Underneath the pastoral whimsy...lurk threats both political and personal. An unflattering painting of Moscow sees Wiola visited by an inquisitive official, and her passage into young adulthood attracts the attention of predatory men. Wioletta Greg’s first novella shines with a surreal and unsettling vigour. As an award-winning poet, Greg writes with a lyricism that brings alive the charms and dangers of Wiola’s life, while an afterword by translator Eliza Marciniak offers valuable historical context.
Greg’s fictional debut combines the opposing literary styles of socialist realism and magic realism in intoxicating sentences that convey sensuous detail so delightfully that one feels as though one is eating watermelon outdoors in summer … There are rituals and superstitions, drunkards and loving relatives, harvested foods and sordid intentions.
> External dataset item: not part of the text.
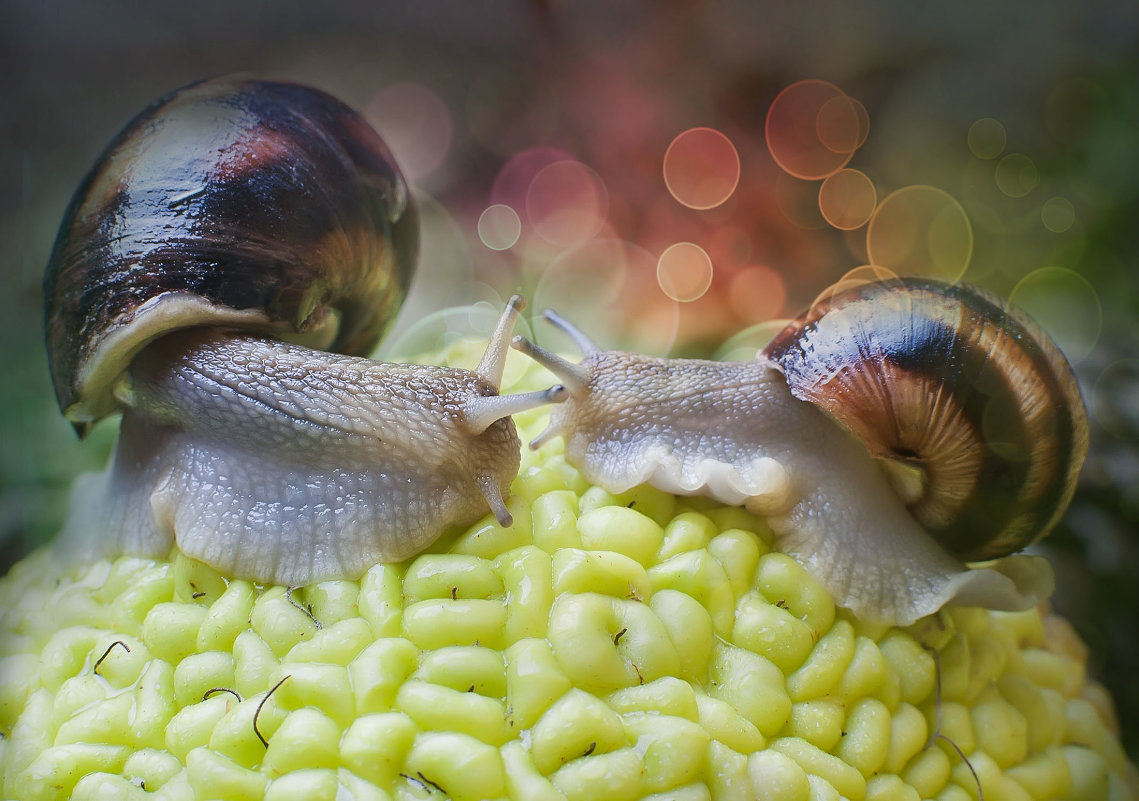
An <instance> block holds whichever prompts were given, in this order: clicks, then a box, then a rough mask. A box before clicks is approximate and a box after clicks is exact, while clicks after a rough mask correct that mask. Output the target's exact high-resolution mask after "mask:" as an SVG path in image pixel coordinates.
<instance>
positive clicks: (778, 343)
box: [764, 278, 1088, 562]
mask: <svg viewBox="0 0 1139 801" xmlns="http://www.w3.org/2000/svg"><path fill="white" fill-rule="evenodd" d="M764 352H765V354H767V355H768V358H770V359H771V360H772V361H775V362H776V363H777V365H778V367H779V368H780V369H781V370H782V373H784V374H785V375H786V377H787V382H788V385H789V387H790V391H792V393H793V394H794V395H796V397H797V398H800V399H801V400H806V401H810V402H812V403H816V404H818V406H819V407H821V408H822V409H823V410H826V411H827V412H828V414H829V415H830V416H831V417H834V418H835V419H836V420H838V422H839V423H841V424H842V425H843V426H845V427H846V428H849V430H850V431H852V432H853V433H854V434H855V435H857V436H858V438H859V439H860V440H862V442H863V443H865V444H866V446H867V447H868V448H869V450H870V451H871V453H872V455H875V456H878V457H882V458H884V459H886V460H888V461H890V463H892V464H893V465H894V466H895V468H896V466H898V465H903V466H907V465H908V466H910V467H911V468H912V473H913V475H916V476H918V479H919V480H918V481H916V482H911V483H909V484H908V483H907V481H906V480H904V479H902V480H899V481H895V485H898V487H900V488H901V489H902V491H903V496H908V497H907V498H906V500H907V501H908V506H909V508H910V510H911V513H912V514H913V515H915V517H916V518H917V520H918V521H919V522H920V523H921V524H923V525H924V526H925V528H926V529H927V530H929V531H931V533H933V534H934V536H935V537H936V538H937V539H939V541H941V542H942V545H943V546H944V547H945V548H947V549H948V550H949V551H950V553H952V554H954V555H956V556H958V557H959V558H961V559H964V561H967V562H977V561H984V559H990V558H997V557H1000V556H1005V555H1007V554H1010V553H1013V551H1016V550H1019V549H1022V548H1024V547H1025V546H1027V545H1030V543H1032V542H1034V541H1035V540H1038V539H1039V538H1040V537H1042V536H1043V534H1044V533H1047V532H1048V530H1049V529H1050V528H1051V526H1052V525H1054V524H1055V523H1056V521H1057V520H1058V517H1059V516H1060V514H1062V513H1063V510H1064V509H1065V508H1066V507H1067V504H1068V501H1070V500H1071V498H1072V493H1073V492H1074V490H1075V481H1076V475H1077V474H1079V471H1080V467H1081V465H1082V464H1083V458H1084V455H1085V453H1087V448H1088V420H1087V412H1085V410H1084V404H1083V401H1082V400H1081V398H1080V391H1079V387H1077V385H1076V381H1075V376H1074V375H1073V373H1072V369H1071V367H1070V366H1068V363H1067V361H1066V360H1065V358H1064V355H1063V354H1062V353H1060V351H1059V350H1058V349H1057V346H1056V345H1055V344H1054V343H1052V341H1051V340H1050V338H1049V337H1048V336H1047V335H1046V334H1044V333H1043V332H1042V330H1041V329H1040V328H1039V327H1038V326H1036V325H1035V324H1034V322H1033V321H1032V320H1030V319H1029V318H1027V316H1025V314H1024V313H1023V312H1021V311H1018V310H1016V309H1014V308H1011V306H1009V305H1008V304H1006V303H1005V302H1002V301H1001V300H1000V299H999V297H997V296H995V295H993V294H991V293H988V292H984V291H982V289H977V288H974V287H969V286H959V285H947V284H942V283H939V281H934V280H926V279H916V278H901V279H894V280H887V281H879V283H871V284H866V285H862V286H858V287H854V288H852V289H849V291H846V292H843V293H839V294H837V295H835V296H833V297H830V299H828V300H827V301H825V302H822V303H819V304H817V305H816V306H814V308H812V309H811V310H810V311H809V312H806V313H805V314H804V316H803V317H801V318H800V319H798V320H796V321H795V322H793V324H792V325H790V326H788V327H787V328H786V329H785V330H782V332H781V333H780V334H779V335H778V336H777V337H776V338H775V341H772V342H771V344H770V345H769V346H768V348H767V349H765V351H764ZM904 471H906V468H904V467H903V468H902V473H904ZM892 475H894V476H898V475H900V474H899V472H898V471H896V469H895V471H892ZM907 488H908V489H907Z"/></svg>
Longlisted for the Man Booker Prize, Greg’s novel offers a surprising perspective that challenges the traditional bildungsroman in its brevity and Soviet-era allure.
Greg’s ability to describe moments of great historical, political, and cultural importance through the eyes of a child is wonderful. She remains focused on her young protagonist even as the Soviet Union splinters around her. Even better is Greg’s emphasis on bright, almost otherworldly images that crop up throughout these chapters … Greg’s masterful first novel is charming, seductive, and sinister by turns.
In this excellent debut novel, Greg combines a series of vignettes into a coming-of-age story about persistence through hardship ... The concise sentences and stark language mirror the scarcity of daily life during the collapse of the Soviet Bloc. The protagonist’s recollections also delve into collisions between religious and political ideology, exemplifying the conflict between self and society. Marciniak’s deft translation amplifies the engrossing sensory details of Greg’s heartbreaking and enlivening novel.